A 48 ore dal Consiglio dei ministri chiamato a dirimere il caso Armando Siri (LE TAPPE), i toni tra Luigi Di Maio e Matteo Salvini tornano a superare il livello di guardia. Allo stesso tempo, però, né la Lega né il M5S hanno alcuna intenzione di far cadere il governo sulla vicenda del sottosegretario (GLI AGGIORNAMENTI).

M5S sfida la Lega

La giornata inizia con un post sul blog del M5S nel quale si lancia il guanto di sfida a Salvini. "Sulla questione morale il M5S non fa passi indietro e alla Lega chiediamo di tirare fuori le palle su Siri e farlo dimettere". Interviene poi il leader del movimento: "E' bello fare il forte con i deboli, ma questo è il momento del coraggio", lo incalza Di Maio definendo "inutile" la sfida della conta in Cdm su Siri e prevedendo che alla fine, Salvini, non vorrà andare al voto sulla proposta di revoca di Conte. "Io non solleverò nessuna crisi di governo, se vogliono farlo loro, l'ultimo che ha sollevato una crisi su un indagato è Mastella", è la provocazione del leader M5S.

Cdm decisivo

L'appuntamento sul caso resta quello del Cdm di mercoledì, definito da molti "decisivo". La questione, dice di Maio, "non è l'inchiesta in sé ma il fatto che un sottosegretario abbia tentato di favorire un singolo con un emendamento.
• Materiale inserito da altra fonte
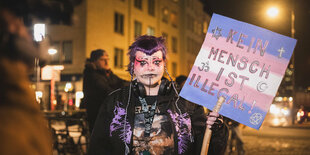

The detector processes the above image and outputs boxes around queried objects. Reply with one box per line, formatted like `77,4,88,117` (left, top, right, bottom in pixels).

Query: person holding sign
89,35,228,155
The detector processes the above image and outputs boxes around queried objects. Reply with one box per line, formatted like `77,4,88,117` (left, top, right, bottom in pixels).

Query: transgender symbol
249,113,263,125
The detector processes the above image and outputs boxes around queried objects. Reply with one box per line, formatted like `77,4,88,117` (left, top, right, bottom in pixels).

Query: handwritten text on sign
180,14,297,129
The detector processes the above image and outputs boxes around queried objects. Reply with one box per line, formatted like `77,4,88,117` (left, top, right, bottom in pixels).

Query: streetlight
266,4,296,124
266,7,279,18
48,48,57,55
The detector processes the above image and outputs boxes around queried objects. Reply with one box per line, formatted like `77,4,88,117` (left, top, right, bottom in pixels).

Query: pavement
270,121,310,129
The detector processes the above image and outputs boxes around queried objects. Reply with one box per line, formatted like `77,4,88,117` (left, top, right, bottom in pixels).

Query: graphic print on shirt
133,106,174,155
109,101,132,144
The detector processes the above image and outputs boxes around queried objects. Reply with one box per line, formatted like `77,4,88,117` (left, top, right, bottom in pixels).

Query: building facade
36,0,210,109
È la classica storia italiana. Il tema è quell'atteggiamento da casta per il quale siccome sei al governo ti senti in grado di favorire il singolo".

Salvini: ora basta, ultimo avviso

A Foligno, e poi a Roma, Salvini - in campagna elettorale permanente in questi giorni - quasi sbotta. "Gli amici dell'M5s pesino le parole. Se dall'opposizione insulti e critiche sono ovvie, da chi dovrebbe essere alleato no. A chi mi attacca dico tappatevi la bocca, lavorate e smettete di minacciare il prossimo. E' l'ultimo avviso", è l'ultimatum del vicepremier, piuttosto irritato anche per il silenzio degli alleati sulle minacce contro il titolare del Viminale contenute in alcune scritte comparse a Torino, Bologna e Roma. "Con la corruzione non ci si tappa la bocca, si parla e si chiede alle persone di mettersi in panchina", replica Luigi Di Maio. Ma su Siri la linea di Salvini non cambia: va atteso almeno il rinvio a giudizio. "I processi in Italia si fanno in tribunale e non in piazza", ribadisce il vicepremier.